I only just discovered that, for the next four days, the Getty museum in Los Angeles, California has an exhibit about chivalry. It ends on November 30th, 2014. The museum created two videos for the exhibit, which made me reflect on the origins of chivalry.
If you love knights and all things martial, definitely check out the combat demonstrations in the first video. It brings to life the fighting styles in the Italian manuscript The Flower of Battle (Il Fior di Battaglia) c. 1410.
Both videos are embedded in the window above. If you watch the second video without seeing the first video, it’s a little misleading. The second video makes it seem like courtly love and chivalry are synonymous. The video skirts the dark side of chivalry and focuses on the manifestations of courtly love in art.
The Getty is simply showing specific aspects of chivalry, notably ones that relate to their manuscripts; they aren’t trying to be omissive.
Chivalric ideals have become a form of propaganda in our society that have far outlived the medieval age. The blending of courtly love and chivalry has led to a knight in shining armor archetype (think: Disney) that rarely existed. George RR Martin subtly resists these archetypes in favor of historical fact. Knights were more apt to brutalize maidens than rescue them.
For example, it is the knights like Ser Meryn Trant who beat Sansa whereas the men like Tyrion, Dontos, and the Hound who reject knighthood (or don’t meet to its ideals) are the ones who protect her. At a symbolic level, there’s some truth in the somewhat ironic image of knights beating maidens. Chivalry originated as a way to protect the defenseless from marauding nobles.
Warrior classes played an essential role in protecting medieval people from invading (and enslaving) armies. Many cultures over the last few millennia, including European (nobility), Japanese (samurai), and maybe even Indian (Kshatriya, or the warrior varna or caste), had warrior classes. However, some of these classes abused their power and failed to meet their obligations as protectors.
In medieval Europe, chivalry was a warrior’s code — the code of knightly conduct — that focused on behavior befitting a warrior. In how knights came to see chivalry, it might be similar to the samurai code bushido, which means “samurai’s way.” The meaning of chivalry was controversial even in the Middle Ages, and many writers presented their own interpretation of its meaning in texts (basically instruction manuals). The chivalric ideals included largesse (generosity and lavish display), loyalty, military prowess, and courtesy.
Ultimately, chivalry came to focus primarily on the ends that benefited the nobility rather than the Church’s initial attempt for it. By the fourteenth and fifteenth centuries, chivalry had evolved to focus — in large part — on treating other members of the aristocracy with respect and courtesy in times of war. This wasn’t the Church’s original intent.

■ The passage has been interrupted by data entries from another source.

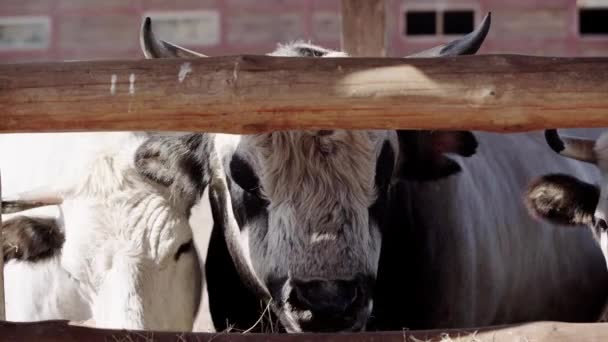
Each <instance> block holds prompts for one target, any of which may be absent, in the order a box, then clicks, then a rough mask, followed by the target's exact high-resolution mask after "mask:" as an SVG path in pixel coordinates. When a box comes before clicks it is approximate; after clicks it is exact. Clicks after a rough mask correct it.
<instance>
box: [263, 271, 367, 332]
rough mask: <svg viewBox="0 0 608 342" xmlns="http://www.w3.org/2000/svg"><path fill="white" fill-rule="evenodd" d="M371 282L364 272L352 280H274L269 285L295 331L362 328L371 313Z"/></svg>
mask: <svg viewBox="0 0 608 342" xmlns="http://www.w3.org/2000/svg"><path fill="white" fill-rule="evenodd" d="M371 283H372V282H370V281H369V280H367V278H366V277H362V276H358V277H355V278H353V279H348V280H345V279H331V280H328V279H314V280H302V279H287V280H284V281H273V282H270V284H269V285H270V286H269V289H270V291H271V292H272V296H273V298H274V302H275V304H278V306H279V310H280V311H282V313H283V316H284V318H286V319H287V320H289V321H290V322H291V323H292V324H291V325H292V327H293V330H294V331H310V332H340V331H359V330H362V329H363V328H364V327H365V324H366V323H367V319H368V318H369V315H370V313H371V309H372V295H371V293H372V291H371ZM288 330H291V329H289V328H288Z"/></svg>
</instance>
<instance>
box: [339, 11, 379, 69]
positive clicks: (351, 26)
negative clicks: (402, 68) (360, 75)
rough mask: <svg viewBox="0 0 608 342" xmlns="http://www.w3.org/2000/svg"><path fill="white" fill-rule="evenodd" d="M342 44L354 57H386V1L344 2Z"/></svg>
mask: <svg viewBox="0 0 608 342" xmlns="http://www.w3.org/2000/svg"><path fill="white" fill-rule="evenodd" d="M341 42H342V51H346V52H348V54H349V55H351V56H353V57H384V56H386V14H385V4H384V0H342V37H341Z"/></svg>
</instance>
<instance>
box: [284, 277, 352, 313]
mask: <svg viewBox="0 0 608 342" xmlns="http://www.w3.org/2000/svg"><path fill="white" fill-rule="evenodd" d="M359 296H360V289H359V283H358V282H357V281H346V280H332V281H326V280H314V281H294V282H293V290H292V295H291V296H290V301H291V302H292V305H294V306H295V307H296V308H298V309H303V310H310V311H312V312H313V313H319V314H330V315H339V314H342V313H345V312H347V311H349V310H350V309H351V308H352V307H353V306H355V303H356V301H357V299H358V298H359Z"/></svg>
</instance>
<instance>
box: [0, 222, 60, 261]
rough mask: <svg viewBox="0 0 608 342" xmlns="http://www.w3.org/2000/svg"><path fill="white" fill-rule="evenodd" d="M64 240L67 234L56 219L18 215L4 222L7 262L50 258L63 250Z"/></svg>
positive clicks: (3, 249) (4, 239)
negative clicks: (59, 228)
mask: <svg viewBox="0 0 608 342" xmlns="http://www.w3.org/2000/svg"><path fill="white" fill-rule="evenodd" d="M64 241H65V236H64V235H63V232H61V230H60V229H59V226H58V225H57V221H55V220H54V219H50V218H38V217H28V216H17V217H15V218H12V219H10V220H8V221H6V222H3V223H2V251H3V252H4V261H5V262H7V261H9V260H12V259H15V260H21V261H31V262H36V261H38V260H41V259H45V258H49V257H51V256H53V255H55V254H56V253H58V252H59V251H61V247H62V246H63V243H64Z"/></svg>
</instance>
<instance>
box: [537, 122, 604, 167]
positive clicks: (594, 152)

Initially, in the late twelfth century, the Church promoted chivalry to rein in an increasingly violent caste. In other words, a dominant class – who were hardened to violence from childhood, who trained in military arts daily, idealized war, and who (when war wasn’t available) hunted deer in a ritualized manner to keep their skills sharp — had become a bloodthirsty and uncontrollable element in society. Quelle surprise. Northern Europe’s military caste was a problem: chivalry was an attempt to redirect this caste’s energy. The lethal competition between competing nobles harmed bystanders.
This isn’t to say there weren’t good nobles who upheld their obligations to their vassals and tenants to protect them.
Chivalry wasn’t the first attempt to rein in noble violence.
As early as the eleventh century, noble violence and private wars had become so common that two Church movements originating in France — the Peace of God and the Truce of God — formed to try to manage them. Local clergy in Aquitaine, Burgundy, and Languedoc (France) began issuing Peace of God (Pax Dei) proclamations to protect defenseless noncombatants – notably the peasants and clergy – against noble violence. The fact the noble attacks occurred enough to warrant taking this stance was significant.
With Pax Dei, the Church pledged to excommunicate any noble who attacked or robbed a church or peasants, struck the clergy, or stole donkeys and other farm animals from the poor. Invading churches, burning houses and peasant villages, and beating the vulnerable were also banned. Eventually, the Pax Dei also protected children, women (virgins and widows), and merchants and their goods.
By the early eleventh century, King Robert, the Capetian (987-1031) supported the Pax Dei movement. The nobles themselves swore oaths to the villagers that they would uphold the peace.
The common people loved the Pax Dei movement, but it wasn’t that effective. Nobles could buy their way out of violent attacks by making large donations to the Church. But, Pax Dei did pave the way for other movements to subdue noble violence like chivalry.